Attention, concept : filmer l'intégralité des performances des acteurs sur fond vert/bleu, et incruster tout ce qui est décors et accessoires en post-production. L'intérêt, aussi peu évident soit-il, se justifie par un désir très net d'offrir à un produit somme toute très banal dans les grandes lignes une identité graphique et un style très à part. L'idée de départ, on la doit au réalisateur, novice dans la profession, et auteur d'un court-métrage de 6 minutes apocalyptiquement technique mariant l'ambiance rétro des films des années 30 avec de curieux concepts futuristes. Un must see, pour Jude Law, qui décide alors de co-produire et d'en assumer le rôle principal de la version cinéma.
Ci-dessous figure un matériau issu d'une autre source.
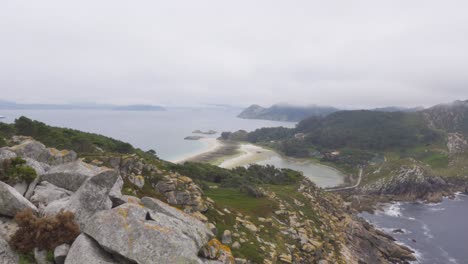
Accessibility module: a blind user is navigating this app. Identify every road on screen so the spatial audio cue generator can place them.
[325,168,364,192]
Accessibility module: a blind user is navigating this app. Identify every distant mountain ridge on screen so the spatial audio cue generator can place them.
[422,100,468,135]
[237,104,339,122]
[237,104,430,122]
[0,100,166,111]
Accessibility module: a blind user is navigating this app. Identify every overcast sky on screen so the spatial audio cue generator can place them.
[0,0,468,107]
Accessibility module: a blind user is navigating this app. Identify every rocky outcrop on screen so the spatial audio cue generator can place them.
[65,234,119,264]
[10,139,77,165]
[155,174,208,212]
[83,201,210,264]
[54,244,70,264]
[40,160,105,192]
[361,164,450,202]
[0,182,37,217]
[200,239,235,264]
[0,148,16,161]
[423,100,468,133]
[30,181,73,209]
[66,170,118,227]
[0,237,19,264]
[447,133,468,154]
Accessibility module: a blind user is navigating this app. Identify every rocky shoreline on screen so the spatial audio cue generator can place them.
[0,138,420,264]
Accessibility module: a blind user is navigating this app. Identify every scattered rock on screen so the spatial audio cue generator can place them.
[24,158,50,175]
[34,248,53,264]
[199,239,235,264]
[83,201,211,264]
[221,229,232,244]
[40,160,105,192]
[65,234,118,264]
[67,170,118,228]
[0,182,37,217]
[30,181,73,209]
[10,139,77,165]
[235,258,247,264]
[54,244,70,264]
[128,175,145,189]
[232,241,240,249]
[13,181,28,196]
[109,175,124,207]
[156,174,208,212]
[0,148,16,161]
[206,223,218,235]
[0,237,19,264]
[0,216,18,241]
[278,254,292,264]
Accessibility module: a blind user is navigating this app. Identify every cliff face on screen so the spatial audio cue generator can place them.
[360,163,455,202]
[0,138,414,263]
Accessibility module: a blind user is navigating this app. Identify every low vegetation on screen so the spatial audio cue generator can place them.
[10,209,80,253]
[0,157,37,184]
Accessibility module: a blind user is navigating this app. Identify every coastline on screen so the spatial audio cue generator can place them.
[218,143,275,169]
[171,137,224,163]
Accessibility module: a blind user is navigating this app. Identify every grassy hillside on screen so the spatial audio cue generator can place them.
[0,116,150,154]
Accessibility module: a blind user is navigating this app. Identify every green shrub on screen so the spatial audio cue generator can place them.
[0,157,37,183]
[10,209,80,253]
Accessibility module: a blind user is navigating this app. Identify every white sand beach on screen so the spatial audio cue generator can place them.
[219,144,275,169]
[171,137,223,163]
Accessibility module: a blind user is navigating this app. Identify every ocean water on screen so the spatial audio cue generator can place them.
[257,154,344,188]
[0,107,343,187]
[0,107,295,161]
[361,194,468,264]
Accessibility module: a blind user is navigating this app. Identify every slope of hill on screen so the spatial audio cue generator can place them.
[422,100,468,135]
[0,118,414,264]
[225,101,468,201]
[238,104,338,122]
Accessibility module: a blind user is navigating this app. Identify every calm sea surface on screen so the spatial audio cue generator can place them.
[361,194,468,264]
[0,108,295,161]
[0,107,343,187]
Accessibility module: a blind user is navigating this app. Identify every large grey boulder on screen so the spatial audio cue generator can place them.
[66,169,119,228]
[0,216,18,241]
[109,175,124,205]
[141,197,214,244]
[82,203,211,264]
[0,182,37,217]
[40,197,70,216]
[0,237,19,264]
[34,248,53,264]
[0,148,16,161]
[24,158,50,175]
[65,234,119,264]
[155,174,208,212]
[13,181,29,196]
[10,139,77,165]
[41,160,105,192]
[29,181,73,209]
[54,244,70,264]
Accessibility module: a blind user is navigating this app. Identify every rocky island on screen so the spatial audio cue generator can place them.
[184,136,204,140]
[0,118,415,264]
[192,129,218,135]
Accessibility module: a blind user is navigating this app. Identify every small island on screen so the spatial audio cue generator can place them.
[184,136,203,140]
[192,129,218,135]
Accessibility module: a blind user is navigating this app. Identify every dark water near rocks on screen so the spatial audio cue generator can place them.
[361,194,468,264]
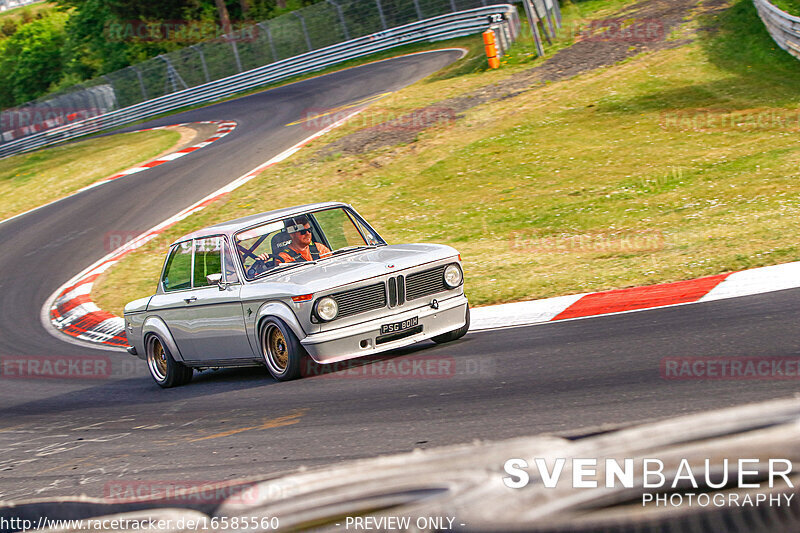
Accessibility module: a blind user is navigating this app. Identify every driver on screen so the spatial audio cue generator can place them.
[258,215,331,263]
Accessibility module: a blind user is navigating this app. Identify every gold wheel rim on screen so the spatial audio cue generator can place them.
[268,326,289,371]
[150,339,167,381]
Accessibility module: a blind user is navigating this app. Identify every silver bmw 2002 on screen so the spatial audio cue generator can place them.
[125,202,469,387]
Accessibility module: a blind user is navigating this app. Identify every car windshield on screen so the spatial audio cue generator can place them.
[235,207,385,280]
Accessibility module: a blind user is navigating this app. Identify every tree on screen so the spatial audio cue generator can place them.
[0,12,67,107]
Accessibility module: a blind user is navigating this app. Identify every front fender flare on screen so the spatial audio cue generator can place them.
[250,301,306,354]
[142,316,183,361]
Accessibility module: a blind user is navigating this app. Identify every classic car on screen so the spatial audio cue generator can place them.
[125,202,469,387]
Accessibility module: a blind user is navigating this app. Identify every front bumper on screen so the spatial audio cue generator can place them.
[300,294,467,363]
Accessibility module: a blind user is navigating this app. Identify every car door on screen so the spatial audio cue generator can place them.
[180,236,255,362]
[148,240,200,358]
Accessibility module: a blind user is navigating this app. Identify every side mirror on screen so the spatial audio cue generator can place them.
[206,272,227,291]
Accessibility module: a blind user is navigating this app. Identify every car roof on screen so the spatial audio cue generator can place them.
[172,202,350,244]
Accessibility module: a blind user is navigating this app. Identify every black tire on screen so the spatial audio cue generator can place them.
[258,318,308,381]
[145,335,194,389]
[432,304,469,344]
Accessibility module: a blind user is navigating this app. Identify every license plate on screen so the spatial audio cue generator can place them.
[381,316,419,335]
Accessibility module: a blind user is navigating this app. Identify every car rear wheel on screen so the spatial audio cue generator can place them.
[433,304,469,344]
[260,318,306,381]
[145,335,194,389]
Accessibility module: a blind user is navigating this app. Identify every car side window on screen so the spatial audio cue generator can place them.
[161,241,192,291]
[224,244,239,283]
[194,237,225,288]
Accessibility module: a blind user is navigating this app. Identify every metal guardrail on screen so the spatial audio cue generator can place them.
[753,0,800,59]
[0,0,42,13]
[0,4,520,157]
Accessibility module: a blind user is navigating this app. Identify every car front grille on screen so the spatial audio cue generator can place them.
[331,282,386,318]
[406,265,448,302]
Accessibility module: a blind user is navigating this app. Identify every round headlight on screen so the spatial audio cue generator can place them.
[315,296,339,322]
[444,263,464,289]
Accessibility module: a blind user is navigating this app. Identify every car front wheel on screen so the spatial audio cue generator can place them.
[146,335,194,389]
[260,318,306,381]
[433,305,469,344]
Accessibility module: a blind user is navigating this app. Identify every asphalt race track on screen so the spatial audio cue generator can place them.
[0,47,800,500]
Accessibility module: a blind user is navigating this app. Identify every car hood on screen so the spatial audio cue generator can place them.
[247,244,458,294]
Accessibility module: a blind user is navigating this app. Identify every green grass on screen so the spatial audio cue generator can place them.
[93,0,800,313]
[0,130,180,220]
[770,0,800,16]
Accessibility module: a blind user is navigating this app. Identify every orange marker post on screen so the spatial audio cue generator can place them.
[483,30,500,68]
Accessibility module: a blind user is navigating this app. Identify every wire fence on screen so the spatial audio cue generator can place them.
[0,0,524,145]
[0,4,520,158]
[753,0,800,59]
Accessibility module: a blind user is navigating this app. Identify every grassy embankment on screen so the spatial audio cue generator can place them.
[0,130,180,220]
[94,0,800,312]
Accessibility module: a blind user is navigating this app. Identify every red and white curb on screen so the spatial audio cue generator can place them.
[42,109,362,348]
[0,120,236,228]
[75,120,236,194]
[43,122,800,348]
[470,262,800,331]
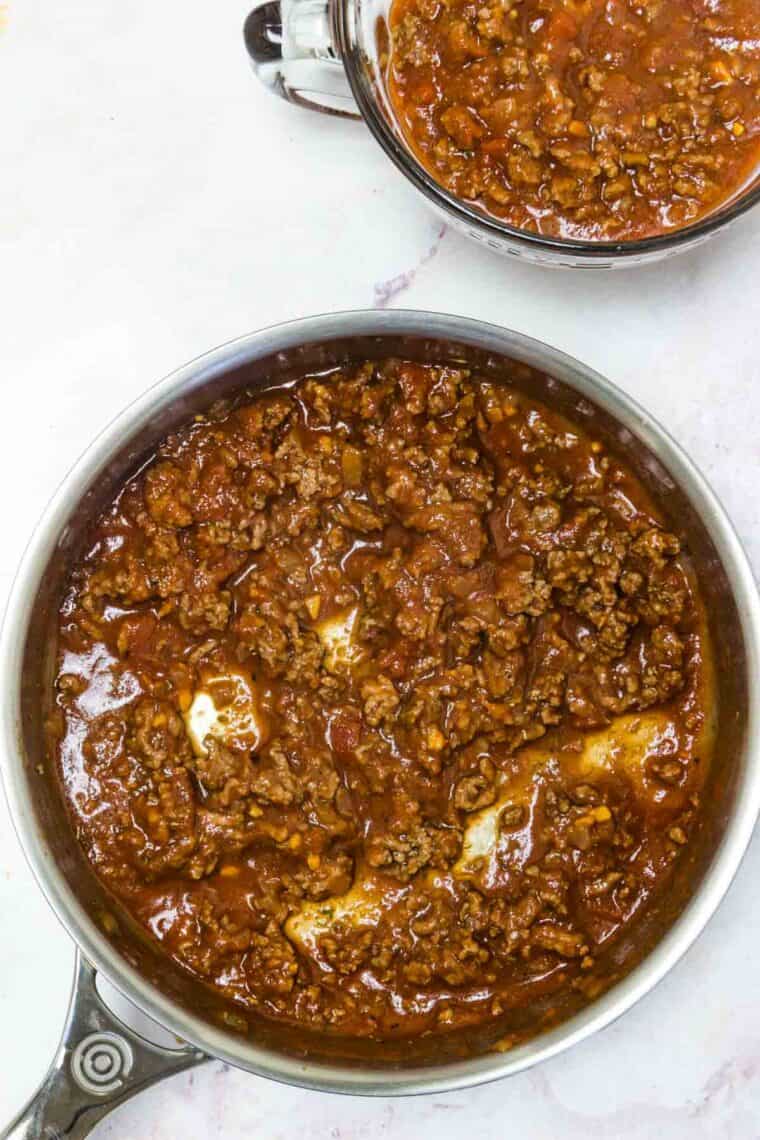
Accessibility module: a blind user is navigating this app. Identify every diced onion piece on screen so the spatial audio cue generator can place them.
[314,605,361,673]
[183,673,263,756]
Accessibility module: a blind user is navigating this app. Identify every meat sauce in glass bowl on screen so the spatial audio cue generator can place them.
[48,359,714,1048]
[379,0,760,242]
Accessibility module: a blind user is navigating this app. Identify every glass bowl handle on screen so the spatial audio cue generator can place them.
[243,0,361,119]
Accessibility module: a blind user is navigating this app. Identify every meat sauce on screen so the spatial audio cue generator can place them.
[381,0,760,241]
[50,360,712,1039]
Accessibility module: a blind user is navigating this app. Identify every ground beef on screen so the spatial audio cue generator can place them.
[381,0,760,239]
[54,360,709,1036]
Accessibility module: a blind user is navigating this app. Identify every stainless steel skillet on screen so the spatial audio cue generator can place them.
[0,311,760,1140]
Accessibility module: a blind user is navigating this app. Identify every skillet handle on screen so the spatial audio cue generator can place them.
[0,951,206,1140]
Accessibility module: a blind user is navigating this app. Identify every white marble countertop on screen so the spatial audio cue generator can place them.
[0,0,760,1140]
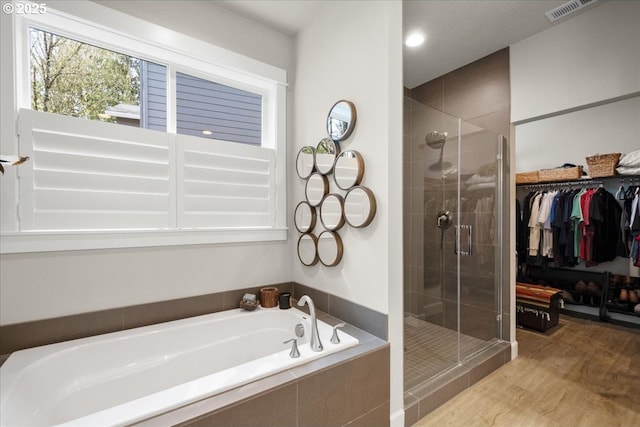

New York, pendant les années 30. La ville est agressée par des centaines de robots gigantesques et de machines volantes incroyables, le gouvernement n'a d'autres choix que de faire appel au capitaine Sky (Jude Law) et à sa flotte de chasseurs. Pendant ce temps, la jeune journaliste Polly Perkins (Gwyneth Paltrow) enquête. Des scientifiques disparaissent, et des machines sèment la pagaille ? Tout est probablement lié, et elle compte bien découvrir comment...

Comme je l'ai signifié en intro, le concept tourne autour de l'idée de la cohabitation de deux univers fréquemment dissociés, d'un côté l'amérique chapeau feutré des années 30, et de l'autre le récit d'anticipation abordant sans complexe technologies incroyables et fin du monde. Le résultat, traduit à l'écran par un tournage entièrement axé sur l'incrustation (fond vert/bleu), a de quoi étonner, voire décontenancer. C'est surexposé, c'est constrasté, c'est parfois sublimé. Aucun doute, le film dispose de sa propre identité graphique qui ne laissera pas grand monde indifférent. Surtout que Capitaine Sky tient plus du récit futuriste bateau que de l'intrigue policière ou du thriller façon début du siècle. Se côtoient alors vieux taxis sans angles droits et porte-avions hélicoptés, coucous américains et robots à tentacules. Etrange, mais pas au point de se sentir trahi. Le plus gros problème, c'est que la performance visuelle prend nettement le pas sur tout le reste du film avec un cannibalisme des plus violents. Le scènario fait alors la part belle aux poncifs du genre, du savant fou haineux aux héros américain sans peur ni reproche, de l'humour 1er degré à l'héroïsme 1er degré aussi. Constat semblable pour les acteurs, apparemment restreints et contenus dans des stéréotypes de personnage.

Une espèce d'hommage au film d'anticipation des années 30 ou 40, surtout motivé par un franc désir de produire une oeuvre visuellement à part. Pari réussi, même si on peut facilement lui reprocher les maigres considérations infligées au scénario et aux personnages, tous relégués au second plan.